Abstract:
The lead-cooled fast reactor (LFR) stands as a quintessential pillar of fourth-generation advanced nuclear energy systems, favored for its superior passive safety features and sustainable fuel cycle capabilities. Central to its operation are two distinct coolant transport mechanisms: forced circulation during standard operations and natural circulation during emergency decay heat removal. In natural circulation scenarios, the liquid metal coolant, characterized by its low Prandtl number (
Pr), is heavily influenced by buoyancy, leading to complex transitions between natural and mixed convection regimes. Traditional turbulence models often struggle to capture these specific heat transfer characteristics due to the breakdown of the Reynolds analogy in liquid metals.
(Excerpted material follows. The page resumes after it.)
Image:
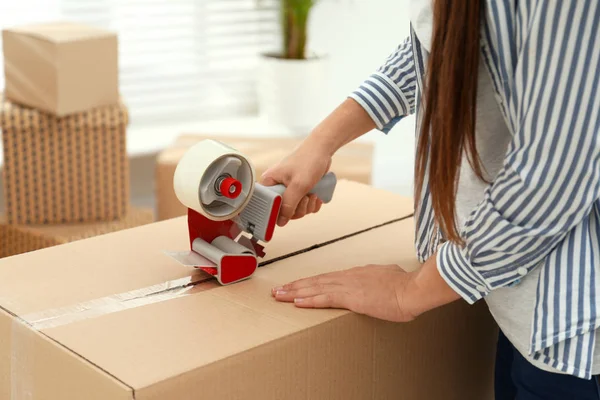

To address this challenge, the present study developed and implemented a second-order differential heat flux model (DHFM) within the open-source CFD framework, OpenFOAM. Unlike standard eddy-diffusivity approaches, the DHFM accounts for the transport of heat flux directly, allowing for a more nuanced representation of the anisotropic thermal fields inherent in buoyant flows. A comprehensive, multidimensional validation was performed against the NACIE-UP benchmark experiment through high-precision numerical simulations. The results indicate that the relative error between the Nusselt number (
Nu) predicted by the DHFM and the experimental data, as well as established correlations, ranges from 13.5% to 22.9%. This level of accuracy underscores the theoretical robustness of the second-order DHFM for simulating liquid metal flow and heat transfer within the intricate geometric constraints of a reactor core. Furthermore, the research provides a granular analysis of the geometric disturbances induced by the wire-wrapped structure of the fuel pins. These structures provoke pronounced flow separation and generate distinctive vortex patterns within the rod bundle gap region. These hydrodynamic instabilities result in an asymmetric coolant velocity field and localized thermal load accumulation, which are critical factors for fuel cladding integrity. By establishing this high-fidelity model for buoyancy-driven liquid metal flow, this research delivers vital theoretical insights and predictive tools necessary to optimize the design of passive safety systems, ensuring the long-term structural reliability and operational safety of future lead-cooled fast reactors.